Fire of Notre Dame, Paris, in 2019

15 April

A catastrophic fire broke out in the medieval roof of Notre-Dame de Paris, the French Gothic cathedral, just before 6.20pm, today in 2019. By 7pm, first smoke and then flames became visible from the streets below, which quickly filled with anxious crowds. Shortly before 8pm, the 96m tall flèche (the wooden spire, seen above) collapsed. The body of the cathedral was saved by its stone vault ceiling, which held when the burning roof collapsed, and by the more than 400 firefighters at the scene. Had the vault failed, the church’s famous flying buttresses might have caused the walls of the nave to implode.

Nikita Khrushchev, the bullish leader of the Soviet Union in the 1950s and 60s, was born today in 1894 in a poor Russian village. During his premiership, he launched a devastating assault on Christianity. He imprisoned all kinds of professional Christians on fictional charges, shut down two-thirds of the country’s churches and monasteries, and banned children from going to church.
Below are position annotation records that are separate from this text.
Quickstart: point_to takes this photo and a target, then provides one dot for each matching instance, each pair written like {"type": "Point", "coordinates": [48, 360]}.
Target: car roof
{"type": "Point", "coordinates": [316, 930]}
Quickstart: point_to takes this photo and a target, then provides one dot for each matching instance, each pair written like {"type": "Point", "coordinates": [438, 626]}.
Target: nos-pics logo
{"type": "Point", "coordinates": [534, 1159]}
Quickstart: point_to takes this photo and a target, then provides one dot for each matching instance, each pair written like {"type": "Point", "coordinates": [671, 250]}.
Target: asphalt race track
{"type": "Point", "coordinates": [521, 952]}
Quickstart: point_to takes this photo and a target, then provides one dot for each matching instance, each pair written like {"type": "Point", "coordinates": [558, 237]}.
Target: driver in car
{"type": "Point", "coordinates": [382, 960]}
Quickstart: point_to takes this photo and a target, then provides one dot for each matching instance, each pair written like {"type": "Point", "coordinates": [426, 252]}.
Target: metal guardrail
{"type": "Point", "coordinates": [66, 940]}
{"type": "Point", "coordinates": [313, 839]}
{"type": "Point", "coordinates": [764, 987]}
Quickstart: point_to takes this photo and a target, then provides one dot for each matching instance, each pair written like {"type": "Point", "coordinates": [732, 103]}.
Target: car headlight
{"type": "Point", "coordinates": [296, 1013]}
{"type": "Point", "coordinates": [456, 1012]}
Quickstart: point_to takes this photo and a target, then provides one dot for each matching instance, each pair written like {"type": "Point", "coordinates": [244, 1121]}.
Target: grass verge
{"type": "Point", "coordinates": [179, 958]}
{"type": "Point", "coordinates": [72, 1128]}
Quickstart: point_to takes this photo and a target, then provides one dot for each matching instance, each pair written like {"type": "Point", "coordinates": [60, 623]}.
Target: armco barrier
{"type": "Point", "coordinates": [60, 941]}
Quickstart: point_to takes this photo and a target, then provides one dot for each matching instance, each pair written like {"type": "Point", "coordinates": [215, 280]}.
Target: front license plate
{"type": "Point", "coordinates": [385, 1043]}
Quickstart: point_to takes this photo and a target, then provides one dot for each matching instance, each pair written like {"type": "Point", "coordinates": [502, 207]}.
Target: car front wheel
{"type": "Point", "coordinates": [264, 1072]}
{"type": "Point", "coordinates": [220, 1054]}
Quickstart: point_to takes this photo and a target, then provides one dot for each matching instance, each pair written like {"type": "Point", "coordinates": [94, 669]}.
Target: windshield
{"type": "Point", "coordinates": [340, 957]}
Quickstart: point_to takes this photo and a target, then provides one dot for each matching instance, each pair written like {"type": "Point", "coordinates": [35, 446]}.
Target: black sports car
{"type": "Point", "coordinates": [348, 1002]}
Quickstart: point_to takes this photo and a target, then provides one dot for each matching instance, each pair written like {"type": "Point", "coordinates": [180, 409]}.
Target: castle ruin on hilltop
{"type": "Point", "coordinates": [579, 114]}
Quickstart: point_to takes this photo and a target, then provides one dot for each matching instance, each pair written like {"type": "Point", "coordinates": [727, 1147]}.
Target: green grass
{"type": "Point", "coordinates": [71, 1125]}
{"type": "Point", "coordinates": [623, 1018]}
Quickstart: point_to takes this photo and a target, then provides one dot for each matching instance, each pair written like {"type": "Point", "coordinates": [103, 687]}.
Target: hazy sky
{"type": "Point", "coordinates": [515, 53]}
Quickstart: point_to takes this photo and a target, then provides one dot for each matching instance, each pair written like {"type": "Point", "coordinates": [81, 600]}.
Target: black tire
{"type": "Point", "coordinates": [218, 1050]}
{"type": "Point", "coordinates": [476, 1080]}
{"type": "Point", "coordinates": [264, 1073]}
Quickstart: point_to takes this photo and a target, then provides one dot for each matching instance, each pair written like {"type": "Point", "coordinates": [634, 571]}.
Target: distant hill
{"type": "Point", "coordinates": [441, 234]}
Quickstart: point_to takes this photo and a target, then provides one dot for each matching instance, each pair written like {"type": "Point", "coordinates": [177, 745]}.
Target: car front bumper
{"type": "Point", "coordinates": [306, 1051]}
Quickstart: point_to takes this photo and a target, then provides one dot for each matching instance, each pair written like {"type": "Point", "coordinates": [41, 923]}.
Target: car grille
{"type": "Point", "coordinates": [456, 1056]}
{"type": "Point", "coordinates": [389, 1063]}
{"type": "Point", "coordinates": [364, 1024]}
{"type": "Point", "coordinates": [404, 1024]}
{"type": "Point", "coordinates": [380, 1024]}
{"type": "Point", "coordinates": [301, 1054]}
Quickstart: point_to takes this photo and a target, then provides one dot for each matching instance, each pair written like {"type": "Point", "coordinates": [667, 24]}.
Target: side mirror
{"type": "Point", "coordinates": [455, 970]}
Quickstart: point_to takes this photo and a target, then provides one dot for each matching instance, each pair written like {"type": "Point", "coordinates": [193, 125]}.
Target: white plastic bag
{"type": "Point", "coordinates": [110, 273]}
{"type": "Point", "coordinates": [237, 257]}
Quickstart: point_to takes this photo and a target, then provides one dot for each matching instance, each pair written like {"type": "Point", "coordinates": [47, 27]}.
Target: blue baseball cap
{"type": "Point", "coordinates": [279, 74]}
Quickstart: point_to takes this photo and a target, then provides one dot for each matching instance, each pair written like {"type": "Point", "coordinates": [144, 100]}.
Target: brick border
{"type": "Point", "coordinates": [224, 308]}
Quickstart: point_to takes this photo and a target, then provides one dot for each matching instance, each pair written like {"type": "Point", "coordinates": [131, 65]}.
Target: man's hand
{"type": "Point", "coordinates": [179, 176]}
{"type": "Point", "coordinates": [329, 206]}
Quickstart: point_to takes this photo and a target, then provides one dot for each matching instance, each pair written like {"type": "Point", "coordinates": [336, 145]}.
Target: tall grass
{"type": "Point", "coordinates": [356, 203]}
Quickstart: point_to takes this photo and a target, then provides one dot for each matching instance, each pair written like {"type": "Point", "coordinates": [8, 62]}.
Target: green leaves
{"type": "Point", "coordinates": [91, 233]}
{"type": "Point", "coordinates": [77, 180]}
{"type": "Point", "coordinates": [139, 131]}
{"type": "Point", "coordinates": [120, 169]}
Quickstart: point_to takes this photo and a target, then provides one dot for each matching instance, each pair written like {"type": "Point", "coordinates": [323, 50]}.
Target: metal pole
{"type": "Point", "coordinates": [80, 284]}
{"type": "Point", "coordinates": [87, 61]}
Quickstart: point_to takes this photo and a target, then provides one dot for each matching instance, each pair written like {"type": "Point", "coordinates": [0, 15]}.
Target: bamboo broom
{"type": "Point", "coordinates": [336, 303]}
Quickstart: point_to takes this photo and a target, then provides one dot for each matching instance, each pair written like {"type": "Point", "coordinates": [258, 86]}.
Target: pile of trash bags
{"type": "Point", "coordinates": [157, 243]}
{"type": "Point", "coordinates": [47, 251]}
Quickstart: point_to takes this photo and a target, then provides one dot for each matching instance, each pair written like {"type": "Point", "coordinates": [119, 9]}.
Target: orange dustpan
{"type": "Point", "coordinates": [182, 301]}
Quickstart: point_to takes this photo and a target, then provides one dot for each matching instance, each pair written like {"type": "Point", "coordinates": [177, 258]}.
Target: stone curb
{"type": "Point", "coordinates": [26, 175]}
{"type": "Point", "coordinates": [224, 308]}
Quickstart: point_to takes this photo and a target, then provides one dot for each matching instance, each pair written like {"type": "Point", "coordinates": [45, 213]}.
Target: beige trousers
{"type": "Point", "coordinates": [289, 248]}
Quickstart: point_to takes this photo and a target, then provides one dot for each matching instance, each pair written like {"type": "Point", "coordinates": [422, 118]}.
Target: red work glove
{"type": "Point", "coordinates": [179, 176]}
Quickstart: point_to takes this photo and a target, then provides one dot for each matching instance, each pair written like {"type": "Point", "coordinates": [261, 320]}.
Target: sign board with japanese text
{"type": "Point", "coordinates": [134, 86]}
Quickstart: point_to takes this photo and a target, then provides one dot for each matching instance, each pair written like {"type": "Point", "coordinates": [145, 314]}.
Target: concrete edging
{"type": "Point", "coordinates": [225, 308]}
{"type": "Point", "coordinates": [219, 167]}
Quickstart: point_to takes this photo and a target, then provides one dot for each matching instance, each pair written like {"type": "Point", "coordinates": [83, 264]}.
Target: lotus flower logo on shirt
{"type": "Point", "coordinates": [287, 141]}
‘Whether you like it or not, history is on our side. We will bury you.’ Nikita Khrushchev, 1956

On this day in 1972, 200 years after his death, hymnwriter John Newton finally hit the big time when his hymn, ‘Amazing Grace’, made it to No.1 in the UK charts. Recorded as a bagpipe solo by the band of the Royal Scots Dragoon Guards, it stayed at No. 1 for a richly deserved five weeks.

It is St Hunna’s Day. The wife of a nobleman from Strasbourg, she made it to sainthood by doing laundry for all her neighbours, regardless of class. They called her the Holy Washerwoman. She died in the year 679.